Carlos draped his arm across Tom's shoulders. “Okay. Glad to see you up and around again, anyway. You know how really sorry I am, right? Your dad was a great guy.”

“He was,” Tom agreed. “At least he's not in pain anymore. Thanks for coming to the funeral and all.”

“Yeah, of course.” Walking backward, Carlos headed toward his house. “I'll go get that air filter with you tomorrow, if you want. And you've got about twenty minutes to change your mind about the lake.”

“Okay.”

Tom stood a moment gazing absently at the truck's engine. The thing probably wasn't worth fixing. But his dad had said he wanted Tom to have it. The truck and the old sailboat he kept in the storage shed down at the lake—they were the two things that he specifically gave to Tom. The rest went to Tom's mother. It was only the two of them now.

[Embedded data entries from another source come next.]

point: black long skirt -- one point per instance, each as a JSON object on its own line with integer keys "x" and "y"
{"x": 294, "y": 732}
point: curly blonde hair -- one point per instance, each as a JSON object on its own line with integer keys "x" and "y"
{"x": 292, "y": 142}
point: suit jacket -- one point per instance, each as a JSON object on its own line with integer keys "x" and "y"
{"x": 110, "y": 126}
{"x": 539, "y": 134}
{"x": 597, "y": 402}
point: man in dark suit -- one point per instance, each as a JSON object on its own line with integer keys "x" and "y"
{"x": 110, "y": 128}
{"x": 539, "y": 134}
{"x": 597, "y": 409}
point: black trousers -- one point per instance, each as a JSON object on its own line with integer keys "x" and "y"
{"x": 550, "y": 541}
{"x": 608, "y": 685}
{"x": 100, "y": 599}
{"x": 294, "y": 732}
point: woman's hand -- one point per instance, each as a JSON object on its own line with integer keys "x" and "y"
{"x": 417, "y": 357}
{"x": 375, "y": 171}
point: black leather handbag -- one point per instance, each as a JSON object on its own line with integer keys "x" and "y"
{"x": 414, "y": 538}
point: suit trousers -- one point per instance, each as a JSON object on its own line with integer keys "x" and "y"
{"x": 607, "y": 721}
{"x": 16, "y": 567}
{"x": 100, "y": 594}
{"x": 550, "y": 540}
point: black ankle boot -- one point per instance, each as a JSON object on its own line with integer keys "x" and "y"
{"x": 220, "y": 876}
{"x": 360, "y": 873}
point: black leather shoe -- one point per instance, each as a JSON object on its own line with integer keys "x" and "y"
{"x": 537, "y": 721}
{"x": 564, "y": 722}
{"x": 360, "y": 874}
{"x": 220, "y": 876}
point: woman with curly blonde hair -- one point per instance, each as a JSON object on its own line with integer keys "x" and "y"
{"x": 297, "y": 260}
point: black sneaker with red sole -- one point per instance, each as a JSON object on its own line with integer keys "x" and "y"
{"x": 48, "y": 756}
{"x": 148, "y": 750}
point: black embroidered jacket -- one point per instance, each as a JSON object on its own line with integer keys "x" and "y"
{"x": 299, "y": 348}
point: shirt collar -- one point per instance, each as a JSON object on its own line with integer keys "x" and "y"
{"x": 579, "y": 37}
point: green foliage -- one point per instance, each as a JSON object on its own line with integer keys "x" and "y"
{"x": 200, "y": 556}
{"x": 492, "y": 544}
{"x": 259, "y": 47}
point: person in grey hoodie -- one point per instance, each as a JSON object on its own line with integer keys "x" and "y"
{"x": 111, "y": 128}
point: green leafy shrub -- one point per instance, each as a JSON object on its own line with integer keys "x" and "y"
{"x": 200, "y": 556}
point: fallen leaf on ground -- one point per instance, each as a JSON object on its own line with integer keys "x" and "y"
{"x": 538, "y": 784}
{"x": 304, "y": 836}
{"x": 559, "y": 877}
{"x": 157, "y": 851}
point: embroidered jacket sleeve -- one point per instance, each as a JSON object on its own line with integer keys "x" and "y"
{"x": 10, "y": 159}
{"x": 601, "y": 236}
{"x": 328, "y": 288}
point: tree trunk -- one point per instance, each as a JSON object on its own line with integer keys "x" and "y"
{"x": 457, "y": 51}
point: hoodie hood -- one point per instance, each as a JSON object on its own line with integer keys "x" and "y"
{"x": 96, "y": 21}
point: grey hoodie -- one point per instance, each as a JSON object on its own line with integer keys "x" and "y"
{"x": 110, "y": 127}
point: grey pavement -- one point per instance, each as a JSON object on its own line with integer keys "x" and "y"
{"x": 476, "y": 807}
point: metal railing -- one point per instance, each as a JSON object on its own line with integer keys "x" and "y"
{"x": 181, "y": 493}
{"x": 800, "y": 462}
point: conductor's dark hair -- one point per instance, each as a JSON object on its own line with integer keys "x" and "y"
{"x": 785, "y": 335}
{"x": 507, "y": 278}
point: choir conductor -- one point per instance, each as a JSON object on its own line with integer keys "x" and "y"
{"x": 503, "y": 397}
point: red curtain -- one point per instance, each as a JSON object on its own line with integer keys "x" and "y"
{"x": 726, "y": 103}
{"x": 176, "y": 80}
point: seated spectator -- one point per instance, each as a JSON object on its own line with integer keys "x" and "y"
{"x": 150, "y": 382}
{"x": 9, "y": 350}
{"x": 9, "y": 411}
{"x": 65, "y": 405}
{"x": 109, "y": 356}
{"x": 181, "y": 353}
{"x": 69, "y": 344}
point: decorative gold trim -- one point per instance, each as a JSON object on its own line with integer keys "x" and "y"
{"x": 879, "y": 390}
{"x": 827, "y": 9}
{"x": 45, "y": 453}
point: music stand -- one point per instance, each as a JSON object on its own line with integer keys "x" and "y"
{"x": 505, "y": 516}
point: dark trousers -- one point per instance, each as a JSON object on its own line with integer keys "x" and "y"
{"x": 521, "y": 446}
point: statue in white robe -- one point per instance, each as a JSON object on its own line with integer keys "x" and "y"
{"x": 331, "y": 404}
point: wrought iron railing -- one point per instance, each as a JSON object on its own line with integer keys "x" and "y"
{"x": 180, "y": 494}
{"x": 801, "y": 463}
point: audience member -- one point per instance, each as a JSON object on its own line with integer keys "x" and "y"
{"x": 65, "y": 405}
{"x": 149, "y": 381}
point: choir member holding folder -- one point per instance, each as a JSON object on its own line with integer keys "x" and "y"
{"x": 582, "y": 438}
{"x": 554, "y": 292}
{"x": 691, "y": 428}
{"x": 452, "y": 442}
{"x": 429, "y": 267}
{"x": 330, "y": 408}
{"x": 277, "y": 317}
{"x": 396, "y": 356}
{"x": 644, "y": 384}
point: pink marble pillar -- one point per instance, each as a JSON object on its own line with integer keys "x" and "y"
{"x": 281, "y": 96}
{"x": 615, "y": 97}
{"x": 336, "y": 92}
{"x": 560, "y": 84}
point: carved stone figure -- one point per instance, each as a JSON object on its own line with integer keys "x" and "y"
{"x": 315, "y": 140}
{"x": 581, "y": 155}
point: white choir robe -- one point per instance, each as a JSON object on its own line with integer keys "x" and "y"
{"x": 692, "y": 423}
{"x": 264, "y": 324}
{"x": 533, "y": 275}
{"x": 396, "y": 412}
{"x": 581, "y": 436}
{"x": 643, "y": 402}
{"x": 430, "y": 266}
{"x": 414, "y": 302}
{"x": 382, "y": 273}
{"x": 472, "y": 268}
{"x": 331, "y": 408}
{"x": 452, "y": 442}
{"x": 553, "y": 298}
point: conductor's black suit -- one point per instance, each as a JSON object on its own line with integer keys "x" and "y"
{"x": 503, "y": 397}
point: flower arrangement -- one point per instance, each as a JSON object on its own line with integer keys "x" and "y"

Tom went back to his house through the side door. The TV was on in the family room off the kitchen, and he could see his mother on the couch watching it. Stepping into the room, he looked at the screen.

The president, Jeffrey Waters, was at a podium giving a speech. “What's going on?” Tom asked.

“We're at war, or about to be,” his mother replied.

“With who?”

“Venezuela.”

“Venezuela?”

“Yeah. Didn't you see the headlines?” Tom's mother said, pointing to the laptop on the coffee table. “Take a look.”